Though Estonians are patriotic about NOEP, and will support their favourite act wherever he goes on tour, Kõpper felt his songs hit home even with audiences unfamiliar with them. “One of the coolest gigs I’ve had was Finland – I played at Flow. The crowd was super-supportive. Considering it was a foreign country, and there weren’t that many Estonians in the crowd – I asked – the atmosphere was great. French people have always seemed really receptive to my music, too.”
The journey to being a one-man band, producing, DJing, MCing and singing for himself, came “quite naturally,” Kõpper said. “I used to be in a band, and I made demos for them, and I thought after a while, ‘damn, I like the demos more!’ I released Move, and it went from there.”

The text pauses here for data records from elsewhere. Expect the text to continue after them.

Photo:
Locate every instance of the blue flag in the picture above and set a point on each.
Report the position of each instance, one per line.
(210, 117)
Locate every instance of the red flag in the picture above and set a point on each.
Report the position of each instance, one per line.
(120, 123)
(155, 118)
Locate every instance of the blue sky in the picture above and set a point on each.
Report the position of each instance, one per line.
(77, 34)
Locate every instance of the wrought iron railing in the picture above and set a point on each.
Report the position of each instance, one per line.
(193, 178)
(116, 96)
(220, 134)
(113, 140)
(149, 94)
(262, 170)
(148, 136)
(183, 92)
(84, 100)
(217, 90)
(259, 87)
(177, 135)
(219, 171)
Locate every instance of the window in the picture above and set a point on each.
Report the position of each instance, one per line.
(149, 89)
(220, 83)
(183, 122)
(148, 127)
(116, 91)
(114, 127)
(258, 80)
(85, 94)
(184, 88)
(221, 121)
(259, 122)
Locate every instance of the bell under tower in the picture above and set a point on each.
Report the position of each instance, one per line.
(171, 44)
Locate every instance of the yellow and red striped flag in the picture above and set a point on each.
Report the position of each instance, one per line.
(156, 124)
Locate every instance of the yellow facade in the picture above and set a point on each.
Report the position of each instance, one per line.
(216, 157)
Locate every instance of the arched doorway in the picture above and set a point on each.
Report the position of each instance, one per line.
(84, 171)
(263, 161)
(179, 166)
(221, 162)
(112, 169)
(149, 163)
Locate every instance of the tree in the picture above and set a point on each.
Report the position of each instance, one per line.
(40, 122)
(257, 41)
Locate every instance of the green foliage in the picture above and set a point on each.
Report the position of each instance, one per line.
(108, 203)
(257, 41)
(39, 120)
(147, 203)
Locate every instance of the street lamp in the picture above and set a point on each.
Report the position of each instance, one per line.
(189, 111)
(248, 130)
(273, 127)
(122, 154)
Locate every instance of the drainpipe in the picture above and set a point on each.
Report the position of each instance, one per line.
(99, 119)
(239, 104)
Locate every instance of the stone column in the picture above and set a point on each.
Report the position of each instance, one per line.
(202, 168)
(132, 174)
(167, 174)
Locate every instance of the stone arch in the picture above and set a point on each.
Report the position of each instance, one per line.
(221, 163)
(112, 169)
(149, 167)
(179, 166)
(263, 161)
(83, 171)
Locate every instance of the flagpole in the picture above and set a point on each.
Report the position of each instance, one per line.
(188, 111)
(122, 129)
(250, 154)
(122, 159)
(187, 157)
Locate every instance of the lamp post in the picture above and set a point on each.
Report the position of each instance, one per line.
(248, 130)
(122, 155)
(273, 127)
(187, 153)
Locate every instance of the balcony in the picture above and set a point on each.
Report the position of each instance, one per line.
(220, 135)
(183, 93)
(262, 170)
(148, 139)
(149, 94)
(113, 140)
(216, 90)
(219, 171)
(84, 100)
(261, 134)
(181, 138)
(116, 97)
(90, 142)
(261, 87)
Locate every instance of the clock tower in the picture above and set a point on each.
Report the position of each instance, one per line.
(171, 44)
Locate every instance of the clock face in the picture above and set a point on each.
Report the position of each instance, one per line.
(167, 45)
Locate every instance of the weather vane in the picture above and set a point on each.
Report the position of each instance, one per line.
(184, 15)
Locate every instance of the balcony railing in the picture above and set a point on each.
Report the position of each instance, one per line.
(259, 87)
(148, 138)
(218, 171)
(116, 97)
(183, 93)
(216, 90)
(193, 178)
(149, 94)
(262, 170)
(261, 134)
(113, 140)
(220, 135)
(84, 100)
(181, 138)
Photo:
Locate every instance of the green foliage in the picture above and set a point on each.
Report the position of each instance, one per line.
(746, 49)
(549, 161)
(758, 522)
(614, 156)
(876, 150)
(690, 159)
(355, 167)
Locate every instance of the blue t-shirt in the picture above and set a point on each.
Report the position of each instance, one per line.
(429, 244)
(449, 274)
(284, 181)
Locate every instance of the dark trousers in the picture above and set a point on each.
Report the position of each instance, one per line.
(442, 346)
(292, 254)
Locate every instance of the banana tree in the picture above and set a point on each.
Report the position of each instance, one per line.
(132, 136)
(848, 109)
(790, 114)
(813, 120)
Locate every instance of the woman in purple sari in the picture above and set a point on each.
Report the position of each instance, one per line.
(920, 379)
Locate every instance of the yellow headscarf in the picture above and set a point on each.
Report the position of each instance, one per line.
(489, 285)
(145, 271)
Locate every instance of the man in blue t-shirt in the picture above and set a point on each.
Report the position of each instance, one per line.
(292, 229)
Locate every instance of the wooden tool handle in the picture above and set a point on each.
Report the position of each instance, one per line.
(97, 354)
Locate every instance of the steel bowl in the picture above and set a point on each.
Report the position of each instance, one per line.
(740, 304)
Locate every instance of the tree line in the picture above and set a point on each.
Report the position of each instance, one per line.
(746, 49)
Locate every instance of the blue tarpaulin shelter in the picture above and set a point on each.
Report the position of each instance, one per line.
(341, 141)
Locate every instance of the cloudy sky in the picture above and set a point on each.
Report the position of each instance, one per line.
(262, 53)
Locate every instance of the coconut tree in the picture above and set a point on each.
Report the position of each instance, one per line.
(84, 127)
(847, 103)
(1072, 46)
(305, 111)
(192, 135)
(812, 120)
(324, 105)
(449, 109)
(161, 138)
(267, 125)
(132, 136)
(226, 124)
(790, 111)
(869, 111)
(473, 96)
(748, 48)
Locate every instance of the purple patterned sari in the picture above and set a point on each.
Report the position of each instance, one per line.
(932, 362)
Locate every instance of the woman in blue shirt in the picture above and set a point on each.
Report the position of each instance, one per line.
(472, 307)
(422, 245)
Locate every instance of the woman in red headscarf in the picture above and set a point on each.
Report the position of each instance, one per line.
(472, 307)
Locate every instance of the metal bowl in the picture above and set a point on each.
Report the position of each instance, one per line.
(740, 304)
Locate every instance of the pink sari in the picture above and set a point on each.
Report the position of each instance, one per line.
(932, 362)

Even so, inspiration was sometimes easiest to come by when working in a team, he explained. “I had a quite productive songwriter’s camp recently, where I managed to produce two pretty neat tracks. I’m not sure who will perform those – maybe a Latin girl and an Estonian boy-band, but they sounded cool. I love writing together with other people, because there’s instant feedback, and if you click together with someone and you trust their taste, the pace of work gets 50% faster. Sometimes you run out of ideas… those fantasies and ideas come much faster when you’re in a situation with other people and you have to write something. Sometimes people say one line, and it gets you started on a thought that might become a song.”
The plan was to tour through the summer with Jennifer Lawrence and NOEP’s other singalong bangers, and then to bring the audience some new thrills. “There are still a lot of tracks that I haven’t released, because some of the other songs [released instead] have been more radio-friendly, so there might be a portion of songs later on, too.”
In some ways, Kõpper is Estonia’s answer to Calvin Harris, the DJ who stepped up and became his own frontman, and is now a megastar. Like Harris, being part of the mainstream wasn’t something that bothered Kõpper. “ I have thought about it, but the thing is, I listen to quite a lot of mainstream songs. There are a lot that I don’t want to reach my eardrums, but I’ve thought that, as long as I like my tracks, I don’t care if it’s mainstream of alternative or whatever.”